Délire à deux
Délire à deux d’Eugène Ionesco, mise en scène de Christophe Feutrier.
Cette courte pièce de Ionesco avait été créée par Antoine Bourseiller au Studio des Champs-Elysées en 62 , ce qui ne nous rajeunit pas… Il y a juste deux personnages, un vieux couple: un homme et une femme qui ont déjà dix sept ans de vie commune et qui se chamaillent pour un oui ou pour un non. Par exemple, pour savoir si la tortue et le limaçon sont le même animal avec des phrases à l’emporte-pièce du genre: « Depuis dix-sept ans ,je t’écoute, dix-sept ans que tu m’as arrachée à mon mari , à mon foyer « , et lui répond: » Mais cela n’a rien à voir avec la question! » ou » Je fais des objets de plus en plus compliqués, cela simplifie l’existence. » ou encore: » Quand j’étais petite, j’étais une enfant ».
L’homme est un peu mou, la femme a tout d’un tyran domestique, et leurs disputes comme les guerres civiles éclatent sans que l’on sache vraiment pourquoi…Leur appartement est situé à la frontière de deux quartiers en plein conflit, et l’ on entend des bombes qui éclatent, puis des morceaux de plâtre se détachent du plafond; une grenade arrive par la fenêtre, grenade que l’homme va renvoyer aussitôt dehors et qui explosera dans la rue. Ils essayent tant bien que mal, mais le mal est plutôt dans ce cas l’ennemi du bien, ils barricadent la porte d’entrée. Cela n’empêchera pas des combattants d’entrer. Et eux continueront allègrement à se quereller, même si, au dehors la guerre continue.
Histoire personnelle et histoire nationale se rejoignent dans l’ exaspération que l’on a de l’autre. Et quand enfin viendra l’armistice, et quand le calme sera enfin revenu, le conflit se poursuivra de plus belle entre l’homme et la femme. Histoire à la fois terrible et pleine d’ un humour désenchanté. En quelques dialogues, Ionesco dit avec allégresse et jubilation des vérités qui font mal.

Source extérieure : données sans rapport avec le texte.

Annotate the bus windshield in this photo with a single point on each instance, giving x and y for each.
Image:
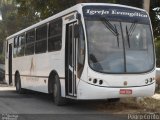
(117, 46)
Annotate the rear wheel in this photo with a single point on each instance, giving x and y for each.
(58, 100)
(18, 84)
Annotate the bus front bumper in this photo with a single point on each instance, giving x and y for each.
(90, 92)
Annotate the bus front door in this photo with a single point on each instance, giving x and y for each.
(10, 64)
(71, 60)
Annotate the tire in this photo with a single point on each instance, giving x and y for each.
(58, 100)
(18, 84)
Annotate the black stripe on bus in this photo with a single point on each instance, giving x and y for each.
(36, 76)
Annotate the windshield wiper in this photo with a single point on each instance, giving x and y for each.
(131, 29)
(111, 27)
(128, 40)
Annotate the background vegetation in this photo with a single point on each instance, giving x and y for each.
(19, 14)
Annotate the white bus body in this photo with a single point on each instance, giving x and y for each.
(123, 34)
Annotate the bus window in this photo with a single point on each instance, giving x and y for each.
(21, 47)
(55, 35)
(30, 38)
(15, 46)
(41, 39)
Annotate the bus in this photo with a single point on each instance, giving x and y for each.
(91, 51)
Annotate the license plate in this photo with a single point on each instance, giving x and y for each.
(125, 91)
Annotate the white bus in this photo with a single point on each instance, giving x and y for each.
(89, 51)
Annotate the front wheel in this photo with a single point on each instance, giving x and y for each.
(58, 99)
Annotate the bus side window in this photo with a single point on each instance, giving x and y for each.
(41, 39)
(55, 35)
(7, 49)
(30, 40)
(21, 45)
(81, 52)
(15, 46)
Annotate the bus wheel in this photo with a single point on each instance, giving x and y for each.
(58, 100)
(18, 84)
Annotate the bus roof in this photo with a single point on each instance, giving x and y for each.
(67, 11)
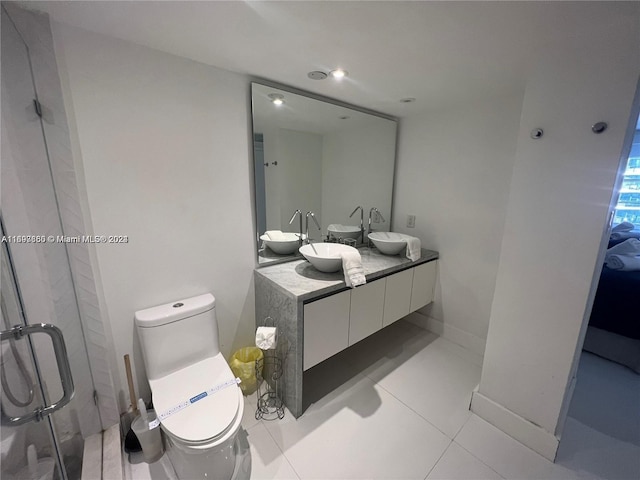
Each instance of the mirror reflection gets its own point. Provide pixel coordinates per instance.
(319, 157)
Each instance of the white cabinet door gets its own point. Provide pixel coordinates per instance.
(326, 328)
(397, 298)
(367, 304)
(424, 282)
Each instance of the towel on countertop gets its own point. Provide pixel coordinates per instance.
(623, 227)
(622, 231)
(630, 247)
(275, 235)
(413, 247)
(353, 270)
(625, 263)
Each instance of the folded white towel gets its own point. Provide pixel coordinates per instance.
(623, 227)
(413, 247)
(625, 235)
(353, 270)
(631, 246)
(626, 263)
(275, 235)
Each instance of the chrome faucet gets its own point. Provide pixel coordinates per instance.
(374, 209)
(297, 212)
(361, 221)
(313, 216)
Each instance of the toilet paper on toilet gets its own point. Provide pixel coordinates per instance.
(266, 337)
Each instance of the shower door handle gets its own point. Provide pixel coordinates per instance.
(60, 351)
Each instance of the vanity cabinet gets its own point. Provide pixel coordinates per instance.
(424, 282)
(318, 316)
(326, 320)
(336, 322)
(397, 299)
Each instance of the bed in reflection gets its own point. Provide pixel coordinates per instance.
(614, 325)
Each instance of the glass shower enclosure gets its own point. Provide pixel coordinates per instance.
(48, 400)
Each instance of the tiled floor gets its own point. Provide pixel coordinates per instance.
(396, 407)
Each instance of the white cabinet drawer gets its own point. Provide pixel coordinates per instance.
(397, 298)
(326, 328)
(424, 282)
(367, 304)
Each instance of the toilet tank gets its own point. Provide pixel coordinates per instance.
(177, 334)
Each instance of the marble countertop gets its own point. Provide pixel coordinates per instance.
(300, 280)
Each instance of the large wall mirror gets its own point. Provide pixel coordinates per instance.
(317, 156)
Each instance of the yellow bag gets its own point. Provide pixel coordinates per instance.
(243, 366)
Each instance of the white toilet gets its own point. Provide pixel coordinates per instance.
(189, 376)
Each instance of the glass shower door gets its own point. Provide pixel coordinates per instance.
(29, 449)
(37, 288)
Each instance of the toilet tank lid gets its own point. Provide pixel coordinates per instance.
(171, 312)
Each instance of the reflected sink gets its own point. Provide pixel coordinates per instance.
(325, 256)
(344, 231)
(389, 243)
(288, 245)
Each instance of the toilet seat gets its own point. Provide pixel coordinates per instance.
(206, 420)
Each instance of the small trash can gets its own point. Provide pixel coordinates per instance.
(243, 366)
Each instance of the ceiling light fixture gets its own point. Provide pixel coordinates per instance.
(317, 75)
(339, 74)
(276, 98)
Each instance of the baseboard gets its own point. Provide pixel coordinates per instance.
(451, 333)
(533, 436)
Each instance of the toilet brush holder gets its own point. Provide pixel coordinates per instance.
(269, 371)
(148, 433)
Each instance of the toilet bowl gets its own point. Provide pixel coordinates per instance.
(195, 394)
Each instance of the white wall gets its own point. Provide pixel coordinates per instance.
(165, 145)
(453, 173)
(299, 172)
(557, 211)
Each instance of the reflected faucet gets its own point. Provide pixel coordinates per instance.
(361, 221)
(374, 209)
(298, 212)
(313, 216)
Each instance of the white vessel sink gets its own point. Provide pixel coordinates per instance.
(389, 243)
(344, 231)
(287, 246)
(325, 256)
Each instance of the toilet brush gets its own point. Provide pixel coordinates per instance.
(131, 443)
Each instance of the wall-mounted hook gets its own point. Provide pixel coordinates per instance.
(537, 133)
(599, 127)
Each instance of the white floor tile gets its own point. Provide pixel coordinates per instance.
(502, 453)
(458, 464)
(267, 461)
(135, 468)
(435, 381)
(359, 431)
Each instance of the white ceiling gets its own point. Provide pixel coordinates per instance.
(441, 53)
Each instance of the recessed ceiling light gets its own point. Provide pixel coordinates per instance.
(338, 73)
(276, 98)
(317, 75)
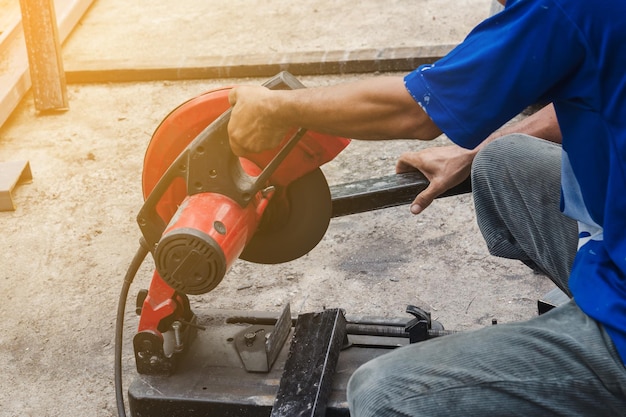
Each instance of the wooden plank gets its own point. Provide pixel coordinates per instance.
(14, 76)
(311, 63)
(44, 54)
(11, 174)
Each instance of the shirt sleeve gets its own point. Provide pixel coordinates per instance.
(516, 58)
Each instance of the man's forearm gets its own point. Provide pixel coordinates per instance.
(377, 108)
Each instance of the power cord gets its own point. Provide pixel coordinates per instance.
(138, 259)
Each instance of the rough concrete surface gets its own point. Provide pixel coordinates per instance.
(66, 248)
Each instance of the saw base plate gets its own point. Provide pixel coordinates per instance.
(210, 380)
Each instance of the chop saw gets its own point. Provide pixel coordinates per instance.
(204, 209)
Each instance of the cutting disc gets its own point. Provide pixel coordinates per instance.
(293, 223)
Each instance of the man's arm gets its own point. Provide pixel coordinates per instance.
(376, 108)
(448, 166)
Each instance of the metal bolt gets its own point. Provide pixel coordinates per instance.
(249, 338)
(178, 340)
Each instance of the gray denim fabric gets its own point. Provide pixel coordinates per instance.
(517, 192)
(559, 364)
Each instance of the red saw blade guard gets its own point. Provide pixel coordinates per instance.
(207, 231)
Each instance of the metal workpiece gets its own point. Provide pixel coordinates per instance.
(313, 354)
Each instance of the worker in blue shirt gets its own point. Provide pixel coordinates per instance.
(553, 195)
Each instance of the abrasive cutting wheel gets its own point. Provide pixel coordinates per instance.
(299, 211)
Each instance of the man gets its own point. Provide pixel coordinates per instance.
(571, 53)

Christophe Fautrier a choisi de faire jouer la pièce sur un rectangle blanc au sol. Aucun meuble, aucun accessoire, juste le bruit des déflagrations et deux interprètes de grande qualité -Valérie Dréville et Didier Galas- en combinaison de travail. Mais ce qui fonctionnait sans doute mieux dans l’euphorie du dernier festival d’Avignon, semble ici avoir du mal à trouver ses marques. C’est du travail bien fait, certes, millimétré dans le temps et dans l’espace, mais l’on décroche assez vite, malgré la belle énergie des deux comédiens, et l’on s’ennuie. La faute à quoi? Sans aucun doute à une mise en scène trop sèche où la lumière est parfois bien discrète et surtout où l’on ne sent pas assez la folie qui s’empare peu à peu de ce couple. Cela ressemble davantage à une belle démonstration.

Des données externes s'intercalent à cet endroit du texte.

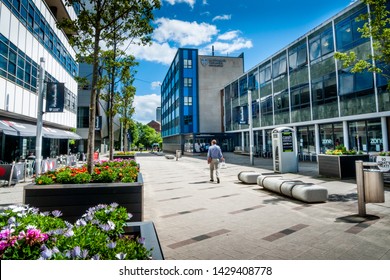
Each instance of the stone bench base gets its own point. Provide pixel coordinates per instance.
(248, 177)
(293, 188)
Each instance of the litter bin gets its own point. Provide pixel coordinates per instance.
(373, 186)
(178, 154)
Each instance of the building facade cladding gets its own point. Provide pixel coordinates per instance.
(191, 88)
(28, 33)
(304, 87)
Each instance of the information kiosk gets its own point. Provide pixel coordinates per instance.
(284, 150)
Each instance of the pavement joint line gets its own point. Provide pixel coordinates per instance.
(198, 238)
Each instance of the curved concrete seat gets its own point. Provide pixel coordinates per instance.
(293, 188)
(248, 177)
(263, 177)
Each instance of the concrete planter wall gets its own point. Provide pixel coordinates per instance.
(341, 167)
(124, 156)
(74, 199)
(147, 231)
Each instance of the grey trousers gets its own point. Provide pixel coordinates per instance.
(214, 165)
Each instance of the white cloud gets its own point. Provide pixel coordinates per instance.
(223, 17)
(160, 53)
(184, 33)
(229, 35)
(156, 85)
(189, 2)
(145, 107)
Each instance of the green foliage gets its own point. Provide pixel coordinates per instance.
(341, 150)
(110, 23)
(147, 136)
(99, 234)
(377, 26)
(104, 172)
(44, 180)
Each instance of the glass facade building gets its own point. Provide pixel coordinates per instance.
(191, 104)
(28, 32)
(303, 86)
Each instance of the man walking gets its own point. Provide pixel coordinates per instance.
(214, 156)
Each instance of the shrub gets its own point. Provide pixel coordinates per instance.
(118, 170)
(98, 234)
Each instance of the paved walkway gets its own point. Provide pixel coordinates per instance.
(200, 220)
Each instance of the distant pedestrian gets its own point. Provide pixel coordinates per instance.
(214, 157)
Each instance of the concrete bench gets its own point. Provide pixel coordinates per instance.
(248, 177)
(297, 189)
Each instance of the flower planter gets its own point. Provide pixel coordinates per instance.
(124, 157)
(147, 231)
(74, 199)
(341, 167)
(383, 163)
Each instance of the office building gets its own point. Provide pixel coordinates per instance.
(158, 114)
(304, 87)
(191, 104)
(28, 33)
(102, 119)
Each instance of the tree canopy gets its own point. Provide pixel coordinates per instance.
(94, 28)
(377, 27)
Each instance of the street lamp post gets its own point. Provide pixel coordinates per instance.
(38, 142)
(250, 123)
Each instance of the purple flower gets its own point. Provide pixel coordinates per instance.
(69, 233)
(81, 222)
(46, 254)
(56, 213)
(11, 220)
(141, 240)
(75, 252)
(4, 234)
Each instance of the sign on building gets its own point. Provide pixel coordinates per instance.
(55, 95)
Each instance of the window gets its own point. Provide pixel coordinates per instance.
(188, 82)
(83, 117)
(187, 63)
(297, 56)
(187, 120)
(279, 66)
(187, 100)
(347, 34)
(354, 82)
(321, 45)
(265, 74)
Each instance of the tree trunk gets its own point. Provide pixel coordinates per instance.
(92, 105)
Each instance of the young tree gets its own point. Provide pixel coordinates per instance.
(377, 27)
(125, 105)
(121, 92)
(93, 28)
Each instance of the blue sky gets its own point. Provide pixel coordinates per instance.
(257, 28)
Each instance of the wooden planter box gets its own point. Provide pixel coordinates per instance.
(341, 167)
(124, 156)
(147, 231)
(74, 199)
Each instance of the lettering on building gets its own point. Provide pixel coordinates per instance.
(212, 62)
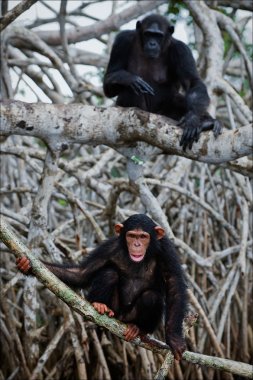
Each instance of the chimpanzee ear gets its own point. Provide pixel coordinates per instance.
(138, 25)
(159, 232)
(117, 228)
(171, 29)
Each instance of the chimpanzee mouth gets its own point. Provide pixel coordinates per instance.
(136, 258)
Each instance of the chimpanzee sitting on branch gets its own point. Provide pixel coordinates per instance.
(150, 69)
(135, 276)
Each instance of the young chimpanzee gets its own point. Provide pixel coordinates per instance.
(135, 277)
(150, 69)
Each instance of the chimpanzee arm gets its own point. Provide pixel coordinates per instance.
(79, 275)
(176, 299)
(117, 76)
(197, 99)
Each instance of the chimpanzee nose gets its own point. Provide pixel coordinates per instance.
(152, 44)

On comprend bien le choix de Christophe Feutrier qui a voulu exclure tout pittoresque mais il y a comme une distorsion entre le texte de Ionesco qui ne se laisse pas faire et une mise en scène qui a du mal à s’imposer. Et pourtant cela ne dure qu’une heure montre en main. Le public,lui, semble partagé. A la fois admiratif de ce dialogue peu connu de Ionesco, et quand même pas très à l’aise devant le traitement proposé par Feutrier.
Alors à voir? C’est selon votre humeur du jour. Si c’est l’occasion de découvrir un texte que vous ne connaissez pas, peut-être; si c’est pour voir deux grands interprètes, vous aurez sûrement l’occasion de les voir ailleurs, et si c’est pour une soirée de plaisir théâtral, là, c’est franchement non! Le compte n’y est pas vraiment. Ionesco mérite mieux que cela.
Philippe du Vignal
Théâtre des Abbesses jusqu’au 28 mai.